Hijacker could remain in Britain indefinitely
Posted: 16th July 2012
One of a group of hijackers who commandeered an Airbus before landing at Stansted Airport has had his hopes of being allowed to stay permanently in the United Kingdom (UK) boosted by a judge’s decision.
Mustafa Abdul Hussain was one of six Iraqis who were fleeing Saddam Hussain's regime when they took over a Sudan Airways Airbus in 1996. When the plane arrived at Stansted, the hijackers gave themselves up and claimed asylum.
Mr Hussain, who says he had ‘no choice’ but to take part in the hijack due to his fear that he would otherwise be returned to Iraq to face execution, has stayed in the UK ever since, along with others involved in the hijacking.
The Secretary of State for the Home Department refused to grant Mr Hussain indefinite leave to remain in the UK but that decision has now been overturned by Deputy High Court Judge James Dingemanns QC.
The Secretary of State had said that it would not be ‘conducive to the public good’ to allow Mr Hussain to remain in the UK indefinitely. She argued that he was not entitled to humanitarian protection because of his involvement in the hijacking.

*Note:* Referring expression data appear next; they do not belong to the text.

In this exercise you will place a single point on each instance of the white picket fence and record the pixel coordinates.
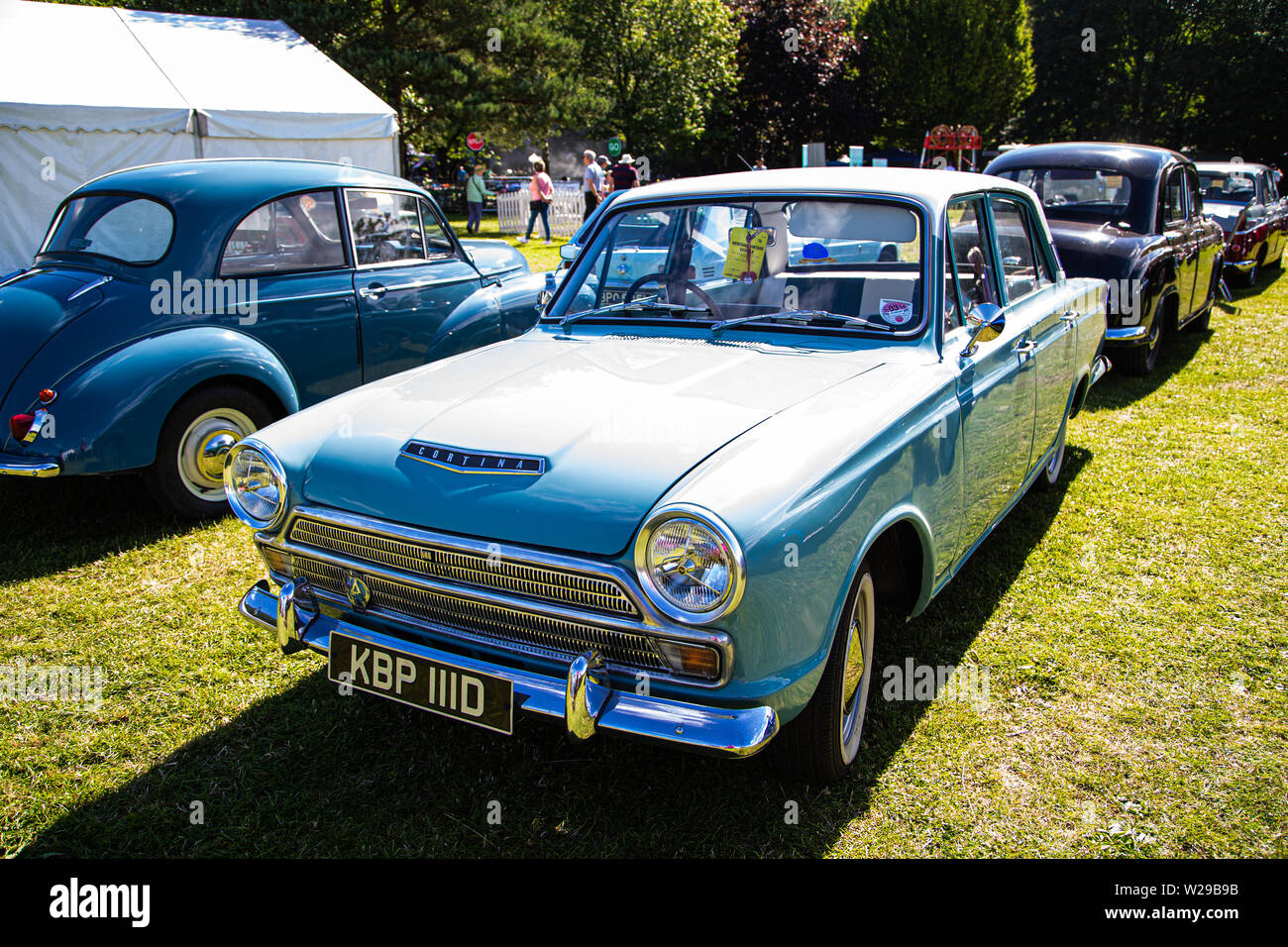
(566, 211)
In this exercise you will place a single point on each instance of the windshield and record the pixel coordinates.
(1229, 187)
(846, 264)
(117, 227)
(1091, 193)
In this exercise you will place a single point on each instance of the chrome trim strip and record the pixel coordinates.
(724, 732)
(40, 467)
(1128, 334)
(648, 622)
(464, 567)
(86, 287)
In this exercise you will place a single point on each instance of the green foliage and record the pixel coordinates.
(799, 81)
(662, 65)
(947, 62)
(1202, 73)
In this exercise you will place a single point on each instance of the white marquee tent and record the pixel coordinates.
(85, 90)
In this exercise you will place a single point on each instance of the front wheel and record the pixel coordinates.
(823, 741)
(187, 476)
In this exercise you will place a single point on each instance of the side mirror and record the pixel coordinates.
(987, 322)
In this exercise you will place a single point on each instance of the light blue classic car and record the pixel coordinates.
(175, 308)
(673, 515)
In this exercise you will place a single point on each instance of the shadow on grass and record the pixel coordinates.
(310, 774)
(64, 522)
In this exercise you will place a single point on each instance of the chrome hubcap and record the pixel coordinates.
(858, 659)
(205, 445)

However, the deputy judge pinpointed a ‘surprising’ inconsistency in the Secretary of State’s approach, observing that two other members of the Iraqi group - including the ringleader of the hijacking - had been granted indefinite leave to remain in the UK.
Overturning the Secretary of State’s decision, the deputy judge said that she had failed to take into account the duress Mr Hussain had been under after wrongly finding that there was no evidence that he had been at risk in Sudan.
The judge said that Mr Hussain, a Shiite Muslim, from Basrah, had been detained without trial and tortured in Iraq and sentenced to death in his absence before the hijacking. His wife had also been tortured and his brother executed.
The six Iraqis were tried, convicted and imprisoned in the UK for their involvement in the hijacking despite claiming that they acted under duress. However all save the ringleader later had their convictions quashed by the Court of Appeal.
The deputy judge ordered the Secretary of State to reconsider Mr Hussain's application for indefinite leave to remain in the UK.